Partendo da esperienze a lui vicine, Buzzy Lao prova a raccontare nel brano “lo stato di ansia e la paura che possono sovrastare chiunque in alcuni periodi della vita. Il brano vuole essere una boccata di ossigeno, un sogno ad occhi aperti per tutte quelle persone che stanno combattendo una battaglia interiore o anche una vera e propria guerra senza esserne gli artefici.”

Buzzy Lao ritrova se stesso, anche se per farlo ha dovuto confrontarsi quotidianamente con “ideali e dinamiche sociali che faccio veramente fatica ad accettare”.

Buzzy Lao "Fra un milione di stelle" cover

In “Fra un milione di stelle” canti di consapevolezza emotiva, fiducia in sé stessi e rinascita personale. Questi temi fanno parte di un percorso introspettivo che hai intrapreso negli ultimi due anni. Puoi dirci di più?
Negli ultimi due anni ho avuto l’occasione di fermarmi e di ascoltare me stesso. Ho meglio definito quelli che sono i miei limiti e questo mi ha dato l’opportunità di esprimermi in modo più pulito ed efficace anche nella mia musica e nei miei testi.

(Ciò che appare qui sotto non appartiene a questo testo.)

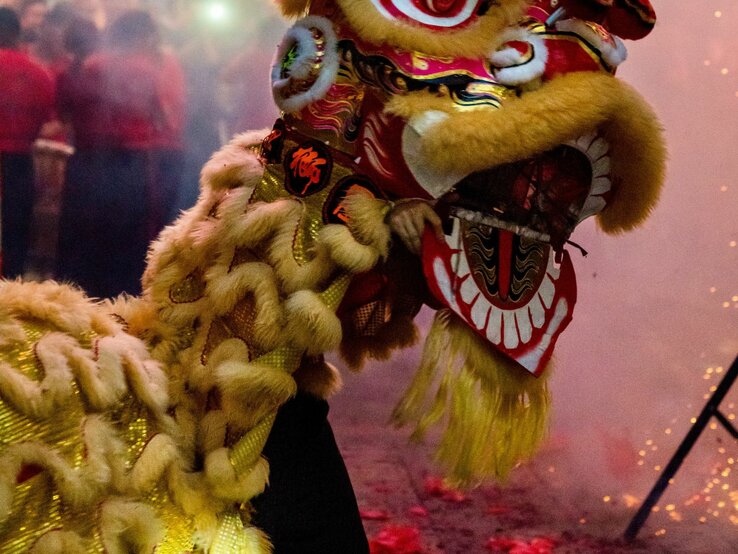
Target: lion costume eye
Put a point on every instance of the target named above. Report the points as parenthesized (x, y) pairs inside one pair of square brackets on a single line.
[(306, 64), (436, 14)]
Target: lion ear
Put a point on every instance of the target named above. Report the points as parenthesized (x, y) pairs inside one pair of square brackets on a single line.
[(293, 8)]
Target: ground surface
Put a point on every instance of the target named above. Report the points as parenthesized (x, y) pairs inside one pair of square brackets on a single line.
[(406, 509)]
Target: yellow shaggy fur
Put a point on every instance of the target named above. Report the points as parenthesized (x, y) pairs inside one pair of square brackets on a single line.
[(563, 109)]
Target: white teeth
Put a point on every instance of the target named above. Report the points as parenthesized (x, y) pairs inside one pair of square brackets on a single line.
[(463, 269), (600, 185), (494, 326), (553, 270), (511, 333), (538, 314), (593, 205), (480, 311), (469, 290), (601, 167), (444, 284), (525, 329), (546, 291)]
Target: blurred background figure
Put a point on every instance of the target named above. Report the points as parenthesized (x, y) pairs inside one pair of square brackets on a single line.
[(144, 104), (125, 105), (31, 14), (92, 10), (48, 49), (27, 94)]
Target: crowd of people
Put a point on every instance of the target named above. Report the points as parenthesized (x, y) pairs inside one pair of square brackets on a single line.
[(135, 103)]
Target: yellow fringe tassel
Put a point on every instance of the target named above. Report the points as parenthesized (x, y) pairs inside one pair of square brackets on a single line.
[(494, 413)]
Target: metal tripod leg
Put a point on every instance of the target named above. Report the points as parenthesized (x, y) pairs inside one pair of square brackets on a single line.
[(712, 408)]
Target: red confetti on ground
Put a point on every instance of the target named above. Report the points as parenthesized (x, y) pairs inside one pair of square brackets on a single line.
[(435, 486), (539, 545), (396, 539), (497, 510), (374, 515), (419, 511)]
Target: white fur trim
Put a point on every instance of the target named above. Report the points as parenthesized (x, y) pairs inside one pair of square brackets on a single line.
[(514, 69), (301, 33)]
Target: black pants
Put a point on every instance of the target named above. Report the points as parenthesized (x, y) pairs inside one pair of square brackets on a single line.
[(16, 195), (309, 506), (102, 229)]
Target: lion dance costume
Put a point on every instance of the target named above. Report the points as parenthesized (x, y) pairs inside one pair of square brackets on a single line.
[(138, 424)]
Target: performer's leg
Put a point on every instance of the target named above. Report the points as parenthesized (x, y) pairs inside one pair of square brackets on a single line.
[(309, 506)]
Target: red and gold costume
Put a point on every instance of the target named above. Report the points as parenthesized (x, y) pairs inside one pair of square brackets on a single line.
[(511, 123)]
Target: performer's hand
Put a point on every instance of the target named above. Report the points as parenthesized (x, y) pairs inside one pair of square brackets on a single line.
[(408, 219)]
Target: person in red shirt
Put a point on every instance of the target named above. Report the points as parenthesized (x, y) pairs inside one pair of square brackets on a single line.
[(27, 94), (123, 104)]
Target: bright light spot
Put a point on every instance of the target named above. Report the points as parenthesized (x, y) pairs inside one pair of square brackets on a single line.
[(217, 11)]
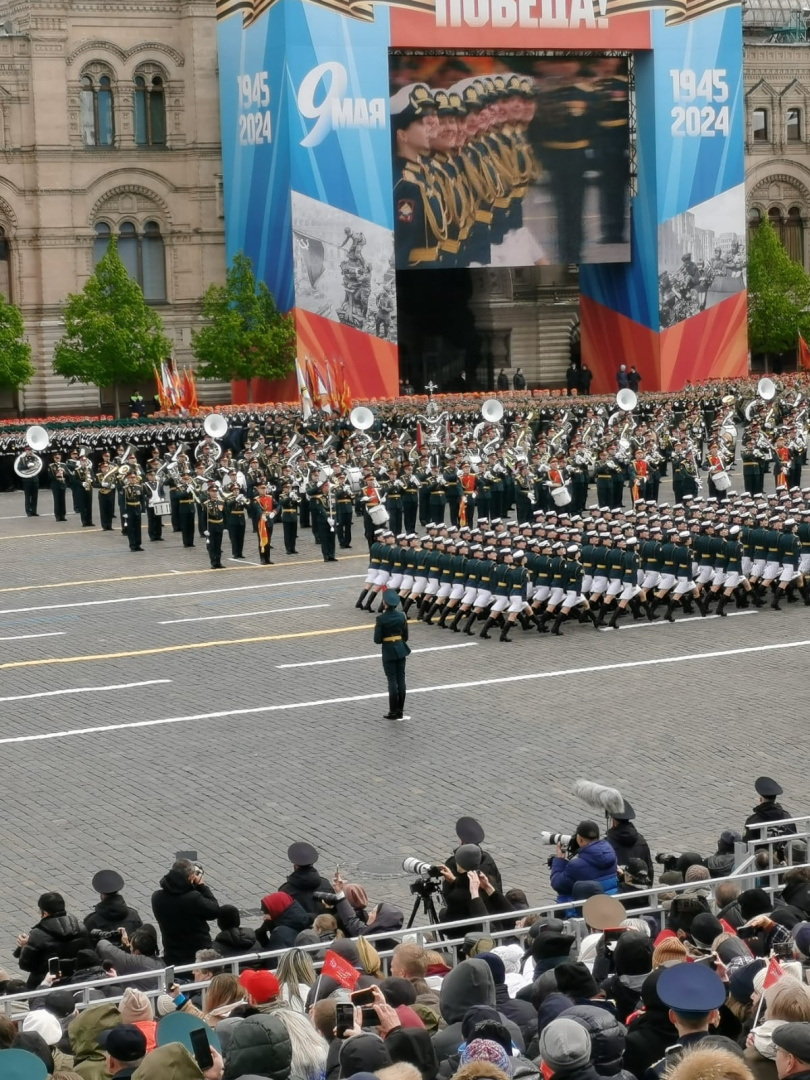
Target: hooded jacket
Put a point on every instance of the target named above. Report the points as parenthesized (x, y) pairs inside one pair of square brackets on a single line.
[(595, 862), (388, 918), (55, 935), (470, 984), (83, 1031), (235, 942), (607, 1038), (110, 913), (183, 912), (282, 931), (628, 844), (172, 1062), (301, 883), (259, 1045), (651, 1031)]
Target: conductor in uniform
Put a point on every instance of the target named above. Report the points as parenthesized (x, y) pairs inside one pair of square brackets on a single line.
[(420, 219), (391, 632)]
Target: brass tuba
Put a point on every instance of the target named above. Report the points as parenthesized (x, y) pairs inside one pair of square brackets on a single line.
[(28, 464)]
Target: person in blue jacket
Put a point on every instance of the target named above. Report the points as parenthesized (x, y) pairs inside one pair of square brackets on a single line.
[(595, 861)]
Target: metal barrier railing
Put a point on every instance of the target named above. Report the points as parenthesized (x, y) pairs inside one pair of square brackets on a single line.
[(440, 936)]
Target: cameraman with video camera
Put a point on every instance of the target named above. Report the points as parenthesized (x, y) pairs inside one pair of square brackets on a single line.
[(468, 891), (594, 861)]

Questa canzone parla proprio di questo, della paura di dover sempre dimostrare qualcosa e della capacità di andare oltre, credendo nelle proprie capacità perché alla fine solo e soltanto noi sappiamo in che punto siamo del nostro viaggio e nessuno ci può far credere il contrario.

Dici che, nel ritrovare te stesso, ti sei confrontato quotidianamente “con ideali e dinamiche sociali che faccio fatica ad accettare”. A cosa ti riferisci nello specifico?
Mi riferisco a quelle dinamiche sociali che ci spingono a raggiungere un ideale di perfezione che in molti casi porta inevitabilmente all’infelicità. La mia idea è di non demonizzare i fallimenti e gli errori, perchè fanno parte del percorso naturale di ognuno di noi, sbagliare è davvero importante e non è educativo e utile giudicare solamente in base ai risultati. La nostra società invece si rivela spietata in diversi ambiti, e questo fa il gioco di chi è in una posizione di privilegio.

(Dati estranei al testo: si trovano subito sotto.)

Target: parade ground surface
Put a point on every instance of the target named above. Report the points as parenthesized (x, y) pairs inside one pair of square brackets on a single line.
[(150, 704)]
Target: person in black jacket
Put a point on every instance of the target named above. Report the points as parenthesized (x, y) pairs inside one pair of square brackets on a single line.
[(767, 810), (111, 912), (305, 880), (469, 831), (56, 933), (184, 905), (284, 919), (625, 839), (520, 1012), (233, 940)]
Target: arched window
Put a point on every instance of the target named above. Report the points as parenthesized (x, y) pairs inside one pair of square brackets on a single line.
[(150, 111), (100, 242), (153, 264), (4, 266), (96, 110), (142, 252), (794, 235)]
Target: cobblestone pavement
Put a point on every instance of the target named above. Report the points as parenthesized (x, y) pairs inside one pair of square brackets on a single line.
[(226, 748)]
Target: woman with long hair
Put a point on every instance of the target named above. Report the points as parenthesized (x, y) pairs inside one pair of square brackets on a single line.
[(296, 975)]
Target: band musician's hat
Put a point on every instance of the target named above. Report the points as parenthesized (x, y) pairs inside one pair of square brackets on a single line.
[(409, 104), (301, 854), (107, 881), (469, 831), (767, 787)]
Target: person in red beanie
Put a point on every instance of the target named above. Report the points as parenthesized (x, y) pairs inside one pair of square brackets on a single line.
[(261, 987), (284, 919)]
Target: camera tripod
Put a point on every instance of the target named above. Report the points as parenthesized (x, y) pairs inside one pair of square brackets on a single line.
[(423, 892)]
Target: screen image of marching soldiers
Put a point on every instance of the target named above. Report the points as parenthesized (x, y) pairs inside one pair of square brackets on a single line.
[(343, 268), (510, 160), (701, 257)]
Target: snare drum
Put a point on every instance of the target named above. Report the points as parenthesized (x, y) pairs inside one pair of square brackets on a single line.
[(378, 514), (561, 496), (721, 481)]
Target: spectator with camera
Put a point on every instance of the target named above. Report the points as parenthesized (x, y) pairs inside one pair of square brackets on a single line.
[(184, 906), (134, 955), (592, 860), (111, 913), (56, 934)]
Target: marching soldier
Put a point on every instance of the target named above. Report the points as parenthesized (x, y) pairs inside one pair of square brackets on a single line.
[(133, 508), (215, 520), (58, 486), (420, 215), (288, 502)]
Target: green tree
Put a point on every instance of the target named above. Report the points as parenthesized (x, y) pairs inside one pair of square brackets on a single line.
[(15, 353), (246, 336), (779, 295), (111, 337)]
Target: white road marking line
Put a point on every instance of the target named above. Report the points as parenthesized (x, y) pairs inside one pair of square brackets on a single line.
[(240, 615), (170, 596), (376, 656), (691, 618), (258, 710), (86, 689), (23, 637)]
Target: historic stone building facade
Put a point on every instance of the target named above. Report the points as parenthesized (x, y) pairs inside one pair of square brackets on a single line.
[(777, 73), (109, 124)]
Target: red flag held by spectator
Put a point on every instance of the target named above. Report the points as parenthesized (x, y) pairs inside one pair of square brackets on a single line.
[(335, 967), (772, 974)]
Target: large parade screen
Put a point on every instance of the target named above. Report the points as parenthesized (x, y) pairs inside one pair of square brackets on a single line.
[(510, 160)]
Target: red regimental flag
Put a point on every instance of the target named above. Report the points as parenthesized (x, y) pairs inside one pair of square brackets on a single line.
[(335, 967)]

Parli di un “luogo ideale in cui guardare e ritrovarsi nella semplicità”. Cos’è per te la semplicità?
La semplicità è facile da vivere ma molto complicata da ottenere, è il frutto di un grandissimo lavoro personale ed per me uno degli obbiettivi principali della mia musica, riuscire ad andare in profondità ma senza risultare complessa, credo che questa sia la vera sfida che mi pongo. A livello personale è molto simile, riuscire a godere delle cose più semplici vuol dire anche impegnarsi per non essere distratti o influenzati da cose che ci tolgono qualcosa invece di arricchirci.

Il brano è afrobeat cantautorale. Come ti sei avvicinato al genere afrobeat? Credi che la produzione di Florian Monchatre abbia influito sul risultato finale?
Assolutamente si, Florian è per me un Guru di questo tipo di produzioni, riesce a far esprimere la parte più ritmica di un brano senza svalutarne la parte melodica, è un vero mago in questo. Il genere afrobeat è quello che più mi ha affascinato in questi anni e da amante del blues continuo sempre la mia ricerca verso l’origine di questo suono, e passando dall’America e ripercorrendo il suo passato si arriva inevitabilmente in Africa dove il Blues è nato e dove ci sono una miriade di diverse sonorità che ancora vanno capite ed esplorate.